Tasers vs. Guns | Policing | Racial Profiling
How A Taser Might Be Mistaken For A Gun
Can Hidden Racial Bias Override Stated Intent?
Around 2 am on New Year’s Day in 2009, BART transit police received a call that a fight had broken out on one of the incoming San Francisco trains.
When the train arrived at the East Bay Fruitvale Bart station, three transit police officers pulled a 22-year African American man, Oscar Grant, off the train with other companions thought to have been involved in the brawl.
That the passenger who started the fight was not taken off the train, and the train operator could not identify all guilty parties, was beside the point.
Bart police reportedly pulled suspects off the train based on their clothing and appearance.
At one point, Grant was placed face down on the Fruitvale platform while one officer assaulted him and used the N-word and other profanities.
Meanwhile, another officer tried to restrain Grant by handcuffing him, but could not reach his hands. Ignoring Grant’s pleas that he not be tased, the officer fired his service revolver at Grant and the bullet hit his back. The officer’s explanation: he meant to tase Grant.

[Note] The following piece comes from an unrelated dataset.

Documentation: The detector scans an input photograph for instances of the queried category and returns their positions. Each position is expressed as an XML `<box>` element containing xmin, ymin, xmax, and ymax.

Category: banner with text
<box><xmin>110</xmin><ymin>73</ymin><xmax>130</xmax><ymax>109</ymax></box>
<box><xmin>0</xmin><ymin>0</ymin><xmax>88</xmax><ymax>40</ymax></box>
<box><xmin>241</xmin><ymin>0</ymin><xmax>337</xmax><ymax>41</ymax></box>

Eight days later, more than 500 YouTube videos of witness cell phone video and news report videos of a BART police coverup, were on the internet, according to The Guardian.
Before and after the Grant case, there have been several similar cases. GMA recently asked police expert, Marquez Claxton, who referenced the Grant case and others including, the latest case in Minneapolis of an officer who despite yelling five times of an intent to tase, fired her Glock into a Black motorist pulled over for a misdemeanor.
“A professional police officer cannot make that mistake period. I spent 20 years on the force. This is not even worthy of significant conversation. This is not a tactical training issue. Toxic police culture …intolerance, implicit and explicit bias, too often racism… That’s what’s fueling a lot of these incidents in these fatal police shootings around the country.” — Marquez Claxton, retired NYPD detective and now director of Black Law Enforcement Alliance
Not all police and the public agree with Marquez Claxton. Some think with seconds to make a decision an accident may happen. In some situations, that’s possible. But has any officer pulled a taser on a detainee by mistake?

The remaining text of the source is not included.